Now, to find the mass of CS2, we need to multiply the number of moles by its molar mass. The molar mass of CS2 is 76.13 g/mol.
So, the mass of CS2 can be calculated as follows:
Mass = Moles × Molar Mass
Mass of CS2 = 14.3 moles × 76.13 g/mol
I'll leave the math to you, my friend.
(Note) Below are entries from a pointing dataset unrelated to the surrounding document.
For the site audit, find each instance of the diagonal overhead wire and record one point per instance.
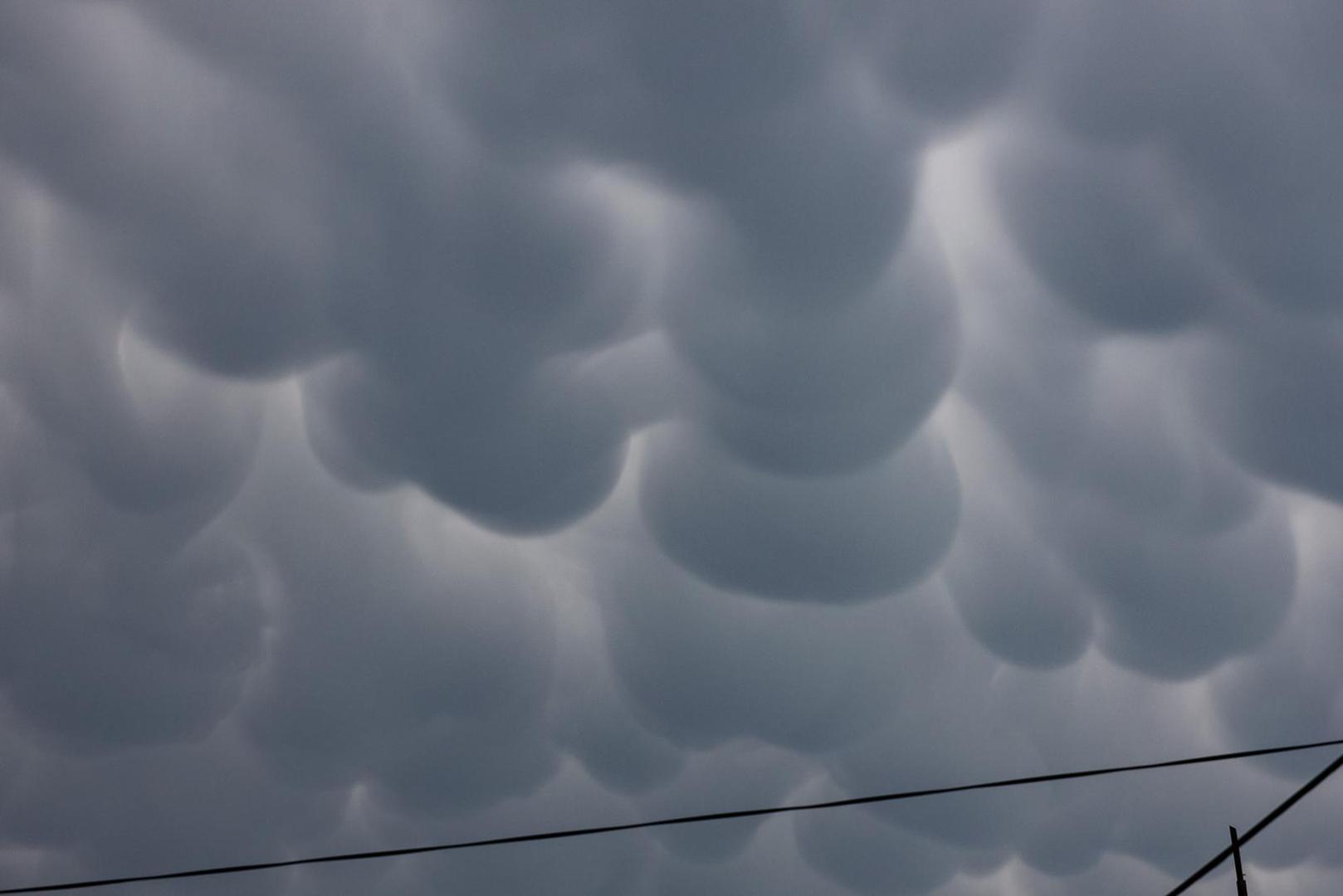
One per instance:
(691, 820)
(1262, 822)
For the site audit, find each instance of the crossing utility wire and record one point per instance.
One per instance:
(1262, 822)
(689, 820)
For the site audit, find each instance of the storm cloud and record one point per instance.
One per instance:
(434, 419)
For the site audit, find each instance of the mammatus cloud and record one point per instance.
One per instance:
(441, 418)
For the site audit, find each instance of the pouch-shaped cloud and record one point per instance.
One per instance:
(434, 419)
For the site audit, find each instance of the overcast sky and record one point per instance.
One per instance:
(434, 419)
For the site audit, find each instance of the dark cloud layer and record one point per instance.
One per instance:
(446, 418)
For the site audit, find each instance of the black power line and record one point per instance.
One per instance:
(1262, 822)
(688, 820)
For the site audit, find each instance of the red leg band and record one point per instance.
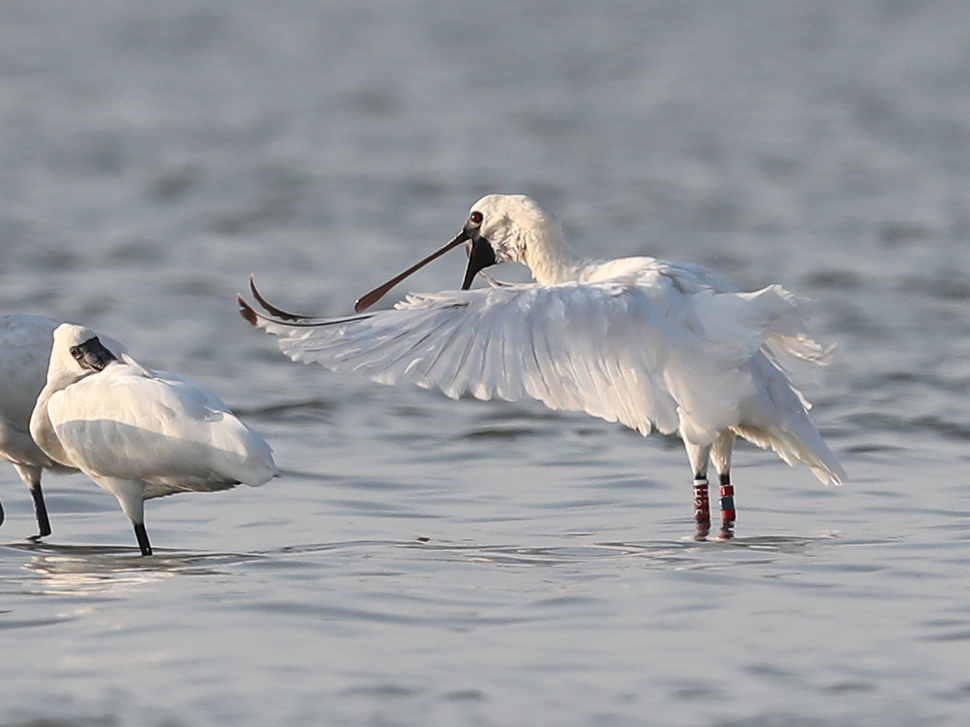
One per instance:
(702, 504)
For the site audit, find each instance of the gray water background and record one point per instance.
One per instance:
(430, 562)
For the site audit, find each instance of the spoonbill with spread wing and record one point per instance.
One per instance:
(140, 433)
(646, 342)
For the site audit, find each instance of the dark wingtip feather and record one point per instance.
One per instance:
(246, 311)
(269, 307)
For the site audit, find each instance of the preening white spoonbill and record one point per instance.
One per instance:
(646, 342)
(140, 433)
(25, 349)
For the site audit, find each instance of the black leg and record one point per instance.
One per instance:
(728, 513)
(142, 535)
(702, 507)
(40, 510)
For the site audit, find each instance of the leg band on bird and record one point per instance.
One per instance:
(702, 503)
(726, 493)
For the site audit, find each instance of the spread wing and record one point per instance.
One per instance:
(621, 352)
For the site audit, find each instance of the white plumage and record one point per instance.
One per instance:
(25, 349)
(140, 433)
(25, 346)
(646, 342)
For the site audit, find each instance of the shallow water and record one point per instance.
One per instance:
(430, 562)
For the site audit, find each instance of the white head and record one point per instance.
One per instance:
(500, 228)
(512, 228)
(76, 352)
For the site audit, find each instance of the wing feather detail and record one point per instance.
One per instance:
(591, 348)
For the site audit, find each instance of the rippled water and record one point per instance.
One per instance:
(429, 562)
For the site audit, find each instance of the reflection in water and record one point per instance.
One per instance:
(79, 570)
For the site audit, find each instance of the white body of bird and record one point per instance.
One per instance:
(140, 433)
(25, 349)
(646, 342)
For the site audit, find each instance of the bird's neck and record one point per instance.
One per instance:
(550, 260)
(41, 428)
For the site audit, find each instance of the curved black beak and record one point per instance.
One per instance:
(92, 354)
(367, 300)
(481, 256)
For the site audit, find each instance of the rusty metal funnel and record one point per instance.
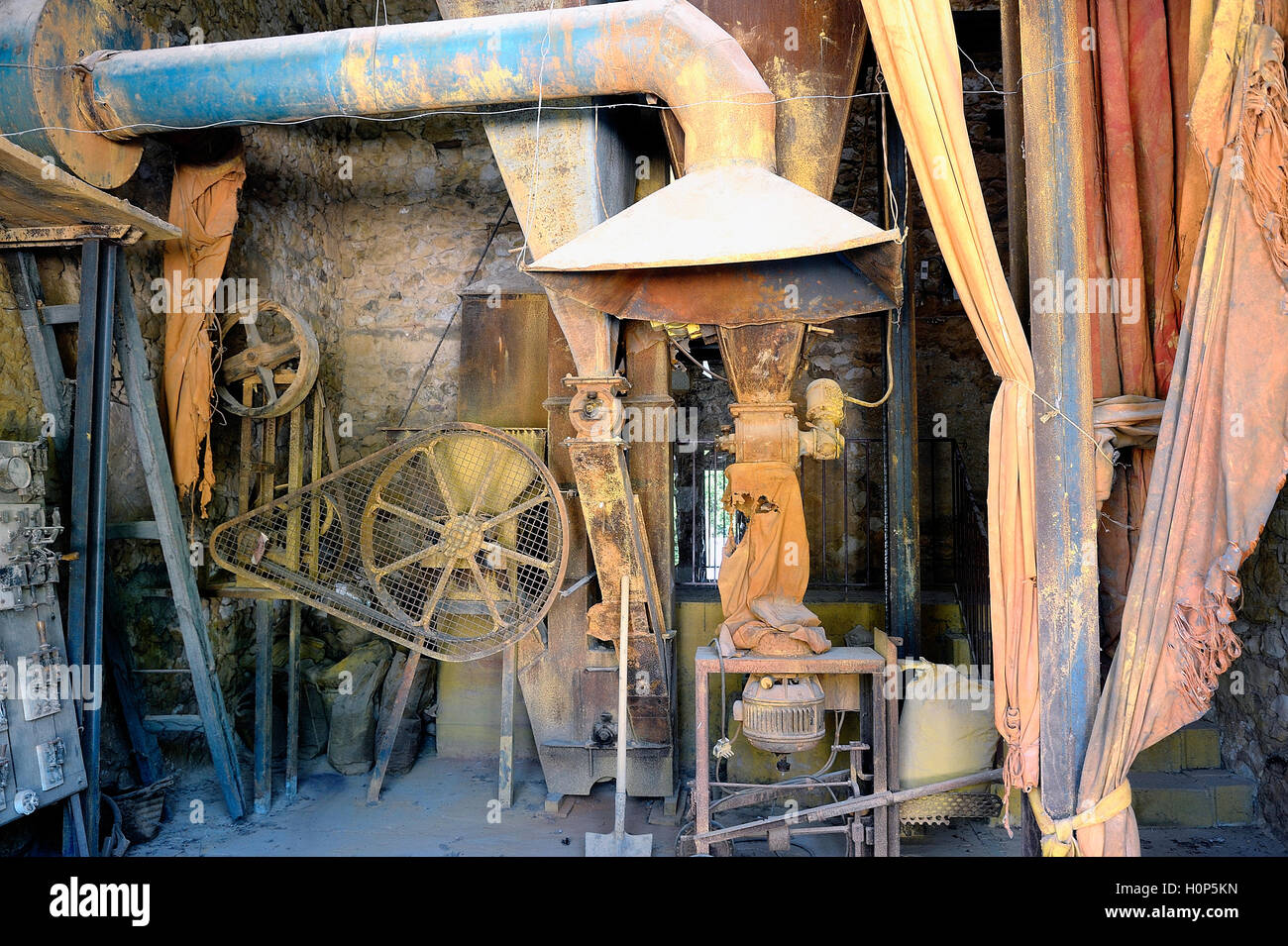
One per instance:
(729, 245)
Just remember, no clowning around when it comes to calculations!
To find the grams of CS2(g) that can be prepared, we first need to calculate the number of moles of CS2 using the given values and then convert it to grams.
Step 1: Convert moles of S2 to moles of CS2
According to the balanced chemical equation, 1 mole of S2 reacts to produce 1 mole of CS2.
So, the number of moles of CS2 is also 14.3 moles.
Step 2: Convert moles of CS2 to grams of CS2
The molar mass of CS2 can be calculated by adding the atomic masses of carbon (C) and sulfur (S) in the molecule.
C = 12.01 g/mol
S = 32.07 g/mol
So, the molar mass of CS2 is:
Molar mass of CS2 = (12.01 g/mol + 32.07 g/mol) = 44.08 g/mol
To find the grams of CS2(g), we can multiply the number of moles of CS2 by its molar mass:
Grams of CS2(g) = 14.3 moles * 44.08 g/mol = 630.44 grams
Therefore, 630.44 grams of CS2(g) can be prepared by heating 14.3 moles of S2(g) with excess carbon in a 8.55 L reaction vessel held at 900 K until equilibrium is attained.
To answer this question, we need to use the given information and the equilibrium constant (Kc) to determine the amount of CS2 that can be prepared. We'll follow these steps:
Step 1: Write the balanced chemical equation:
S2 + C = CS2
Step 2: Calculate the moles of S2:
The given information states that we have 14.3 moles of S2.
Step 3: Use the stoichiometry of the balanced equation to determine the moles of CS2 produced:
From the balanced equation, we can see that 1 mole of S2 reacts to form 1 mole of CS2. Therefore, we will have 14.3 moles of CS2.
Step 4: Convert the moles of CS2 to grams:
To do this, we need to know the molar mass of CS2, which is 76.14 g/mol. Multiply the moles of CS2 by its molar mass to get the mass in grams:
Mass of CS2 = 14.3 moles × 76.14 g/mol = 1088.062 g
Step 5: Determine the volume of the reaction vessel:
The given information states that the reaction vessel has a volume of 8.55 L.
Step 6: Use the ideal gas law to check if conditions are favorable for the reaction:
The ideal gas law states that PV = nRT, where P is the pressure, V is the volume, n is the number of moles, R is the ideal gas constant, and T is the temperature in Kelvin. Given the volume (V = 8.55 L) and temperature (T = 900 K), we can check if the pressure is within acceptable limits or if conditions need to be adjusted in order to attain equilibrium.
Once these steps are followed, you can determine that 1088.062 grams of CS2 can be prepared by heating 14.3 moles of S2 with excess carbon in an 8.55 L reaction vessel held at 900 K until equilibrium is attained.